Arts and Craft Room
Reflecting the Arts and Crafts movement, and other popular fashions of the period, the interior features carved oak panelling and, in the grand Staircase Hall, six Pre-Raphaelite paintings by Frederick Shields and a cosy inglenook fireplace.
Bantock House also has fine examples of English porcelain and ceramics including Delftware tiles, Royal Worcester, Bloor Derby and Myatt, exquisite examples of locally made japanned ware, enamels and steel jewellery, as well as a display of children’s toys and dolls.
Baldwin Bantock included a Billiard Room in his plans for the major renovation work that took place in the early 1900s. By extending one of the bedrooms he created a cosy alcove where gentlemen might sit to discuss business and politics between games. The fireplace in the alcove is a feature of the room with its round, tiled hearth and twisted wooden columns. The game of billiards had existed since the 1500s but new ways of making tables and equipment, plus the introduction of a standard set of rules, led to a surge in popularity in the late 1800s. The plans for the Grand Theatre in Wolverhampton, which opened in 1894, include several ‘Billiard Rooms’. The room now provides an ideal setting to explore the lives of influential men from Wolverhampton’s past, with portraits of six prominent businessmen around the walls. They were carefully selected to reflect their impact upon the town, not only in their business lives but also through politics and philanthropy. Information about their lives accompanies the portraits, and objects relating to each man can be found in drawers beneath the billiard table.
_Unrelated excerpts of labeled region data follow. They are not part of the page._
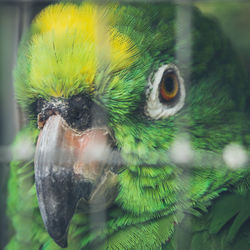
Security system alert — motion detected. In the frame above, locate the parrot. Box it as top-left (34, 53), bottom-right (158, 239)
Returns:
top-left (5, 1), bottom-right (250, 250)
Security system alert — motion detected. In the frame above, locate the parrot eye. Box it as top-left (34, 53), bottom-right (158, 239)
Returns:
top-left (145, 64), bottom-right (185, 119)
top-left (159, 70), bottom-right (179, 103)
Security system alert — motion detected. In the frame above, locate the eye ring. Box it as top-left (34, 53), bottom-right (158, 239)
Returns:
top-left (159, 70), bottom-right (179, 103)
top-left (144, 64), bottom-right (186, 120)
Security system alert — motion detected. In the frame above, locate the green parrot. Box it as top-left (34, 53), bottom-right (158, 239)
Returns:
top-left (6, 2), bottom-right (250, 250)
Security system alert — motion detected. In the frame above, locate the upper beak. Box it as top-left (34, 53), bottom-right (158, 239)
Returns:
top-left (35, 115), bottom-right (117, 247)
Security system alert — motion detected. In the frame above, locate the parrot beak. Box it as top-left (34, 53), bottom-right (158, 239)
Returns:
top-left (35, 115), bottom-right (117, 248)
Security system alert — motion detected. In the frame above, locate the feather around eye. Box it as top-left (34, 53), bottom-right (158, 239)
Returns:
top-left (144, 64), bottom-right (186, 120)
top-left (160, 71), bottom-right (179, 103)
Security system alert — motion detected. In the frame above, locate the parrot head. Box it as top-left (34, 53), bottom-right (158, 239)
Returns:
top-left (13, 3), bottom-right (246, 247)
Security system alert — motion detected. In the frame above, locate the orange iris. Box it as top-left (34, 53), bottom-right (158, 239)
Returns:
top-left (160, 72), bottom-right (179, 102)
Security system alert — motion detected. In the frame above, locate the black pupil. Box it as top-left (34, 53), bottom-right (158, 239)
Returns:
top-left (164, 76), bottom-right (174, 93)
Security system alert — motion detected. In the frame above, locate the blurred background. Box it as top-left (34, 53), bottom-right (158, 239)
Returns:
top-left (0, 0), bottom-right (250, 249)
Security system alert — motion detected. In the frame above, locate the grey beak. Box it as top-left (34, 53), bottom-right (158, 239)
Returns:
top-left (35, 116), bottom-right (117, 248)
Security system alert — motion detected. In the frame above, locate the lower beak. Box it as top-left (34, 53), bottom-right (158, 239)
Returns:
top-left (35, 115), bottom-right (117, 247)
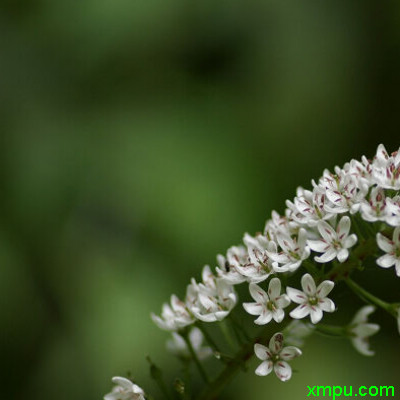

John Marston had been a japanned ware manufacturer. When fashions changed he decided to try his hand at producing the bicycles which were becoming so popular, using his japanning technology to give a high-quality finish. His Sunbeam brand cycles proved a hit, especially the top of the range ‘Golden Sunbeam’ with its unique oil bath for the chain. The composer Edward Elgar owned two Sunbeam bicycles, both of which he named ‘Mr Phoebus’. The room features another japanner, Henry Loveridge, who was one of the founders of the Wolverhampton School of Art and Design. He argued that to get the best out of people working in local factories they must be well educated. Charles Mander, who was well known to the Bantocks through their shared interest in politics and charity work, also features. His family made their name in the manufacture of varnishes and paints and by the late 1800s boasted that they had branches and agencies in ‘all civilised countries of the world’. The family were also prominent in local politics and three mayors of Wolverhampton bore the name of Mander between the years 1892 and 1937.
The Dining Room at Bantock House Museum still has original features and artwork displayed. As well as the solid oak table there is a picture of Scottish highland cattle that used to roam the grounds. As a tribute to these animals our regular visitors will know Haymish who sits to the front of the house.
When the Bantock family lived in the house the dining room was served by a hatch in the corner of the room, partly concealed by a leather screen. Food was passed through from the kitchen staff to a maid, who carried it to the table. A bell push, which would have been installed when electricity was introduced to the house in the late 1800s, can be seen to the right of the fireplace. This would have rung a bell in the kitchen to let the staff know when to serve the next course. The serving hatch has now been converted into a glass fronted display case to hold items from the museum collection.
The Bantock’s dining furniture was mahogany and probably dated back to Georgian times. When Kitty Bantock left the house in 1939 there was an auction of many household items, including antiques made by well known names such as Sheraton and Chippendale.
When Baldwin and Kitty Bantock lived in the house the Drawing Room was laid out much as it is today with a sofa placed centrally, facing the fireplace.
The glass fronted cabinets were installed at the same time as the oak panelling which can be seen throughout the ground floor. According to the accounts ledger of the craftsman, George Pugh, the cost of “selecting, making and fixing” the oak panels in the Drawing Room was £147.12s.0d. It is interesting to note that although the basic style of the panelling is the same, there are differences in the carved patterns in each room. The papier mache ceilings in this room and the dining room also differ in style. The frieze, another interesting feature of the room, is made of plaster.
Baldwin and Kitty added the bay window to give them a wonderful view of their gardens. As in the Dining Room they selected antique Delft tiles for the fireplace, this time depicting birds from all over the world, each a different species. The tiles date from the 18th Century and suggest that the Bantocks were mindful of the age of the original farmhouse when they redesigned its interior.
The original New Merridale House farm buildings, as Bantock was formally known, can still be seen at the rear of the building, and are now foundly refered to as the Tractor Shed and Performance Space. These area’s of Bantock have been used for various things throughout it’s time.
Firstly a set of stables then a garage with room for two cars with a chauffeur’s room and a uniforms room. The other buildings known as Workshop 1 and 2 would have been used as the fruit and vegetables store.